Как отличаются фактические и практические нормы применения законодательства
По сути, сами защитники, которые были редкими гостями на следствии, тогда были нацелены именно на участие в суде и порой при ознакомлении с делом по окончании расследования лишь готовились к участию в нем в судебной стадии. Собственно, все действительно великие адвокаты той поры, а память о некоторых сохранилась и до наших дней, стали такими именно в результате высокопрофессиональной защиты клиентов именно в судах.
Отношение к институту защиты, к адвокатам на следствии стало меняться в годы перестройки, когда, наконец, начали открыто говорить о необходимости приближения «советских» прав человека к общемировым стандартам. Важность допущения защитника с момента задержания, ареста и предъявления обвинения гласно обсуждалась в юридическом сообществе, в СМИ, чего раньше было невозможно даже представить. Я помню, как в конце 80-х в яковлевских «Московских новостях» на встречах юристов за круглым столом уже в те годы всем известный адвокат Генри Резник громыхал о необходимости защиты прав человека с самого начала следствия. Ученые-юристы предлагали различные варианты обновления текстов законов. И я, тогда прокурор следственного управления Генеральной прокуратуры СССР, без колебаний соглашался с явно назревшими изменениями уголовно-процессуального закона.

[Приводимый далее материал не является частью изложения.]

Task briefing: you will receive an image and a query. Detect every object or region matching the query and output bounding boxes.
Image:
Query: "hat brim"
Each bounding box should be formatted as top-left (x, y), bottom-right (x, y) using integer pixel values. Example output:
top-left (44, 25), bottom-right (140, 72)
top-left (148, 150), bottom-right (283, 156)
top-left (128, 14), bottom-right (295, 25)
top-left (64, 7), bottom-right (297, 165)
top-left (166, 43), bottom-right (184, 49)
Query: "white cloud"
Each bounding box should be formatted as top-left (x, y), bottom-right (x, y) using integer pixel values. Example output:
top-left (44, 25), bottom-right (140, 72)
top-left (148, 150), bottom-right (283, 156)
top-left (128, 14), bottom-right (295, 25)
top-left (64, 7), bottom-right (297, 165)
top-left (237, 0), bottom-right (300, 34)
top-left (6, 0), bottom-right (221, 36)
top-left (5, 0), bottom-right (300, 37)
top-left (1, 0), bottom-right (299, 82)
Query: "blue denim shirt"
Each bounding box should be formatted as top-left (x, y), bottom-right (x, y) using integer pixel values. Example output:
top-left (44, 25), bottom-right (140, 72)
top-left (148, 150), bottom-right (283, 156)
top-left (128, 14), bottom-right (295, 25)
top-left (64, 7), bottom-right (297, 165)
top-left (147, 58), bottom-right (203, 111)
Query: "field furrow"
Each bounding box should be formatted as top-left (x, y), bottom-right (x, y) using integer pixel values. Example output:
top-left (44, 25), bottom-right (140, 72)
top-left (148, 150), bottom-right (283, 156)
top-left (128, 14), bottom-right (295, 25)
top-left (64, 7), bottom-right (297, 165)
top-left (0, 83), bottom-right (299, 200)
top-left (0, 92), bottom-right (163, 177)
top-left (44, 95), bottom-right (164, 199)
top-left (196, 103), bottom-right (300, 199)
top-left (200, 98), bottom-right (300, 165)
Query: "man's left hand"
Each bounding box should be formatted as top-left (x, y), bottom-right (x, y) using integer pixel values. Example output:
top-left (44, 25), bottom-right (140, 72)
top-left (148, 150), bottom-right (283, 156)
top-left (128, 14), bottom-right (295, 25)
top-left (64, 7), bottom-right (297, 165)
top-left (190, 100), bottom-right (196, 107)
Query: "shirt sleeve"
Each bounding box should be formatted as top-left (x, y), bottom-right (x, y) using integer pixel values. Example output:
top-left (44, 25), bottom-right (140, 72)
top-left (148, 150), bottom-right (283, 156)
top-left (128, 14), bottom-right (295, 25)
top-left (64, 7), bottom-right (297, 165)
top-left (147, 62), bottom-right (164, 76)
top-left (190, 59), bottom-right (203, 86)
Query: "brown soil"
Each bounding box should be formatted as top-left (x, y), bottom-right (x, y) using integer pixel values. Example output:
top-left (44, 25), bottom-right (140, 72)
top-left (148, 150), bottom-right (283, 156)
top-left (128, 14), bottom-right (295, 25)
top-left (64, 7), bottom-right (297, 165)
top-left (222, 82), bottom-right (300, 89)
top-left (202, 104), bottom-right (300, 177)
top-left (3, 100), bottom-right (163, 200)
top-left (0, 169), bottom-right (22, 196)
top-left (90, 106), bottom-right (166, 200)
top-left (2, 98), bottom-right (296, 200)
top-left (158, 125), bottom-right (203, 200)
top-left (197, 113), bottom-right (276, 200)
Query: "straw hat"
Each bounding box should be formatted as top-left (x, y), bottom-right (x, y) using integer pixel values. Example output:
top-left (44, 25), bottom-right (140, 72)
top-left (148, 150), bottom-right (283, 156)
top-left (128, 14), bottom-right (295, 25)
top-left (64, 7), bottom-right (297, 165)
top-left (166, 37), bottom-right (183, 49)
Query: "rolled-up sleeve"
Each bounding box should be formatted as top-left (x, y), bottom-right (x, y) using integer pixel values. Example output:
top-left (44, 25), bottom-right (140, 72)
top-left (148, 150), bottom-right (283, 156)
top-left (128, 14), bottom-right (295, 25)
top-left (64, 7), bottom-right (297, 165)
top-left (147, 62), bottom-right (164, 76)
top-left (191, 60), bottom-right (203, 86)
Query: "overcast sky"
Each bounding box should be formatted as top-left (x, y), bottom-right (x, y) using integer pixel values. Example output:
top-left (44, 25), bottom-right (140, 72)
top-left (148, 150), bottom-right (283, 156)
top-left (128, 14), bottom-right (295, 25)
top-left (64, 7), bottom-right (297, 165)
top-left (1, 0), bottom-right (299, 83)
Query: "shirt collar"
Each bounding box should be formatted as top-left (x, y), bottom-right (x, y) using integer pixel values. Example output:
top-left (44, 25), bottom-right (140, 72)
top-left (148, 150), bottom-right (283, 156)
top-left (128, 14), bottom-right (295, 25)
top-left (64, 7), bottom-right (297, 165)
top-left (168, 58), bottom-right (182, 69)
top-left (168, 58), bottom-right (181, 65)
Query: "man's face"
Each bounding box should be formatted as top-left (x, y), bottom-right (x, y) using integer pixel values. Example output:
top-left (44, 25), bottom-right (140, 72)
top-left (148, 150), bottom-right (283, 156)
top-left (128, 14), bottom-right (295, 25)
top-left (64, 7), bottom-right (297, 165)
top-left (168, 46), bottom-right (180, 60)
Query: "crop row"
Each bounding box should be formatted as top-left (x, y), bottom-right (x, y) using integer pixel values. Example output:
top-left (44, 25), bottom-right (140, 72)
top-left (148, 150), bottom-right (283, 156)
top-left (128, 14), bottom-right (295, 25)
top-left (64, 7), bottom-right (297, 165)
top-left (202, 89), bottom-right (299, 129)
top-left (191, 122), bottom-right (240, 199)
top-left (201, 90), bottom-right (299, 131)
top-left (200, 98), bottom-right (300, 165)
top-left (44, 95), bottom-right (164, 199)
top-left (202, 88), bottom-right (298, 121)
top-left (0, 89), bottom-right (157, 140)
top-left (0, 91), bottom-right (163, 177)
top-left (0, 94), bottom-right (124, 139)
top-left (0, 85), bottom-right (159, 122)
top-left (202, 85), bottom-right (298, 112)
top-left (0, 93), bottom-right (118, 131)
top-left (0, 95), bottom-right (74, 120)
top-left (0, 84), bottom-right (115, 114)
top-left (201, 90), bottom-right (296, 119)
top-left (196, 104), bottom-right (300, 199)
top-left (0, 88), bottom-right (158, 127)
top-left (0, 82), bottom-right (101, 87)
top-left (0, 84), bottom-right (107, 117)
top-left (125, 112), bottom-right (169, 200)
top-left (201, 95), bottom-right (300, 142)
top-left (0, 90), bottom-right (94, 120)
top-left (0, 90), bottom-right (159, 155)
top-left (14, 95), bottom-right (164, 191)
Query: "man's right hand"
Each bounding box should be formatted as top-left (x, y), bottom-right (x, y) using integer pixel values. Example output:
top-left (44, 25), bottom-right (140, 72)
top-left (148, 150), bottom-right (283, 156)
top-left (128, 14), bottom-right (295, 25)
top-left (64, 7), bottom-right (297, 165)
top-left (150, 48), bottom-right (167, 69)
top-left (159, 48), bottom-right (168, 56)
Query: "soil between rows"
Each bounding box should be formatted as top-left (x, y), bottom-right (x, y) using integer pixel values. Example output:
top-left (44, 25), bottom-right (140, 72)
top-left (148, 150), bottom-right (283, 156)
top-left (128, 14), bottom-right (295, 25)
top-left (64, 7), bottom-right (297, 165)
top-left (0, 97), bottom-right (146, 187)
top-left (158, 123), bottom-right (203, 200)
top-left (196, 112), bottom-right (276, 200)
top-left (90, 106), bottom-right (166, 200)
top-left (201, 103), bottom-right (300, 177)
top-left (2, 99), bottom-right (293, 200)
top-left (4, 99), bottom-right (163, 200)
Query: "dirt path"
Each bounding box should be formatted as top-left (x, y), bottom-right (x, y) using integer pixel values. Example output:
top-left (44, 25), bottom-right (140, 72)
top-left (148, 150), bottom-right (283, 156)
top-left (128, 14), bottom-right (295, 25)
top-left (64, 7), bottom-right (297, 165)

Дискуссии перешли в ЦК КПСС, депутатский корпус, заговорили об этом на Съезде народных депутатов СССР (да, был такой весьма публичный орган власти), и вот 10 апреля 1990 года Михаил Горбачев подписал закон о внесении изменений в Основы уголовного судопроизводства Союза ССР и союзных республик. «Защитник допускается к участию в деле с момента предъявления обвинения, а в случае задержания лица, подозреваемого в совершении преступления, или применения к нему меры пресечения в виде заключения под стражу до предъявления обвинения — с момента объявления ему протокола задержания или постановления о применении этой меры пресечения, но не позднее двадцати четырех часов с момента задержания».
Через год был поправлен УПК РСФСР, затем случился распад СССР, Конституция России 1993 года, первый УПК уже Российской Федерации, но право на защиту остается таким, как это указано в горбачевском законе от 10 апреля 1990 года.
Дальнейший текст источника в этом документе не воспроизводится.